To gain a footing in international markets, small producers often need support to boost the quality and competitiveness of their goods. Poor rural families raising angora and cashgora goats in Tajikistan are improving their breeding stock and learning better ways to process fibres through an IFAD-supported programme managed by the International Center for Agricultural Research in the Dry Areas (ICARDA). The programme works at the household level, with both male and female goat owners, to increase goat productivity and improve fibre quality, and with women to spin finer quality fibres. Using the new technologies, rural women in Northern Tajikistan have more than doubled their incomes from fibre processing and are starting to sell to markets in Europe and the United States.

In Kyrgyzstan, IFAD and ICARDA are working with the Central Asian Crafts Support Association (CACSA), a local NGO, and the national agricultural research system to enable women’s groups to produce luxury wool felt handicrafts for export.

A project website was set up in 2011 promoting the initiative and linking directly with wholesale buyers.

Private-sector investment boosts vegetable oil production in Uganda

Partnerships between the public sector and private companies can promote investment in value chains that benefit poor rural people. The largest public-private partnership in IFAD’s portfolio is in Uganda, where BIDCO Oil Refineries Ltd and Wilmar have jointly invested US$120 million to introduce oil palm production in the country and reduce dependency on imports. With IFAD’s support, about 1,500 smallholder farmers will provide about one third of the oil palm production for the refinery. And about 3,000 new jobs in the factory and on the plantation have been created.

IFAD has also supported 150,000 farmers to increase sunflower production in the north. Competition on the national market has kept prices for vegetable oil products and soap affordable for poor consumers.

Making the desert fertile in Egypt

Resettled farmers and previously unemployed graduates in Egypt are growing and selling high-value crops to domestic and international markets on reclaimed desert. An IFAD-supported project in West Noubaria is helping farmers to ‘move up’ the value chain and capture higher prices for goods such as tomatoes, apricots, peaches, oranges and dairy products.

Moving up the value chain may simply mean selling directly to processors rather than wholesalers, or processing on the farm and selling the finished product. Smallholder farmers have been trained to sun-dry tomatoes, for example – a product that sells for US$14 per kilogram, compared with US$3 for fresh tomatoes.

Farmers in this now-fertile desert sell more than 6,000 tons of tomatoes a year to Heinz. Heinz provides seeds and guarantees to buy half the harvest at an agreed price. The farmers also supply oranges and mozzarella cheese to big hotels in Sharm-el-Sheikh and export peanuts to Germany.

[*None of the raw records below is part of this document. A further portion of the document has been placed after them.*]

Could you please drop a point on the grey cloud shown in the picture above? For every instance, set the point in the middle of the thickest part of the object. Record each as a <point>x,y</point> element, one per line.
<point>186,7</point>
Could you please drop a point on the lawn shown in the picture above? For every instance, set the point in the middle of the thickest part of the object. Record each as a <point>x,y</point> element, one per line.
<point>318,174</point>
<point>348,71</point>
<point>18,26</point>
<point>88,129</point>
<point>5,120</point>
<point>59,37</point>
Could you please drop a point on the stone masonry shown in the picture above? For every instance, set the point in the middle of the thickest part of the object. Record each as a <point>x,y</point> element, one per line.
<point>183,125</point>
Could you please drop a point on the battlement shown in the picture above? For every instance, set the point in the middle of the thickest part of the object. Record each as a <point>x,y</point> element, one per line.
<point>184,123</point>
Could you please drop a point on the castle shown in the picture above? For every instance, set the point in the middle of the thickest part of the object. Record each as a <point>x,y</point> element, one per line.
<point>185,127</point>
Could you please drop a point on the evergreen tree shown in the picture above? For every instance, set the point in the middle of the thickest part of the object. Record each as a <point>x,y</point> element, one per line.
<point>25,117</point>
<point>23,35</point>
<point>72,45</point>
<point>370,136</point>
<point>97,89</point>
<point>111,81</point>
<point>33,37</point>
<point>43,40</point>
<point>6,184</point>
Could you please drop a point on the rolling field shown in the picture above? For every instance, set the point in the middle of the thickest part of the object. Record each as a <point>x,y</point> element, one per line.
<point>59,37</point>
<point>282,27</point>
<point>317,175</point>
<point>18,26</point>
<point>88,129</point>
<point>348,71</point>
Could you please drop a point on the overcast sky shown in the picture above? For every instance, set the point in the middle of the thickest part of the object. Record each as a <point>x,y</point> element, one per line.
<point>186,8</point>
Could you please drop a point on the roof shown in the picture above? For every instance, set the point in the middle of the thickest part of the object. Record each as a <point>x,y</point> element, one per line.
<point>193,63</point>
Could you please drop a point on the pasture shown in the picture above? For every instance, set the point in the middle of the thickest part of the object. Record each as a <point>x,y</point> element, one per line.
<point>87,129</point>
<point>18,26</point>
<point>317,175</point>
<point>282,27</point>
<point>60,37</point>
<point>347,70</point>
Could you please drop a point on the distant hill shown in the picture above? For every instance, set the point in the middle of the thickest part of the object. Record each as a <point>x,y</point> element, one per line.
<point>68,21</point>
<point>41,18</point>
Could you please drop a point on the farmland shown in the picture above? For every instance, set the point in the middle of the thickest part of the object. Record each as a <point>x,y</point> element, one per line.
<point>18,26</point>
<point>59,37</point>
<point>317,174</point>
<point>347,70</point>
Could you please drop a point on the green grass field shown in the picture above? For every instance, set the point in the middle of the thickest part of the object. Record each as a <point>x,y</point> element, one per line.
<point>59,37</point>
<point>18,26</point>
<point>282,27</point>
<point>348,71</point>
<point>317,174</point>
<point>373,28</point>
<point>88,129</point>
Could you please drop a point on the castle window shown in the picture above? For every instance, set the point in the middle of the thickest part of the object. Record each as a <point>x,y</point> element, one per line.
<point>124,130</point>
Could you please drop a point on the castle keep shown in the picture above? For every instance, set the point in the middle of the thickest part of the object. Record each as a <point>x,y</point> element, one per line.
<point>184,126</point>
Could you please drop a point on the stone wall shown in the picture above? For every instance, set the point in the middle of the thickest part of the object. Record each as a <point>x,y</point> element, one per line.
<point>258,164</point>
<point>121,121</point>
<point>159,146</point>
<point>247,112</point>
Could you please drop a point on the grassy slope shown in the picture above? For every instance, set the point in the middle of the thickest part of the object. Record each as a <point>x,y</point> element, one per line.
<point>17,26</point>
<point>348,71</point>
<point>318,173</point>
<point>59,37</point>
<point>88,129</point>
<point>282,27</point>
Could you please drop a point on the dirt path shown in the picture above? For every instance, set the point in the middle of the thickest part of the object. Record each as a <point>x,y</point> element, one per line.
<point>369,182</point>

Exports create jobs in Guatemala

With IFAD support, smallholder farmers in one of Guatemala’s most isolated areas have built partnerships with the private sector and are now selling produce to some of the biggest retailers in the world, including Walmart. Incomes have risen by as much as 50 per cent. When IFAD started work in the war-torn area of El Quiché, people were living mainly off corn and beans, the few roads were full of potholes and irrigation was a luxury. Today, women and men farmers are harvesting and exporting cash crops like onions, radicchio and French beans. The farmers have earned more than US$800,000 in gross revenues and about 250 new jobs have been created. Partnerships with private-sector actors such as the Guatemalan Exporters Association are key to their success.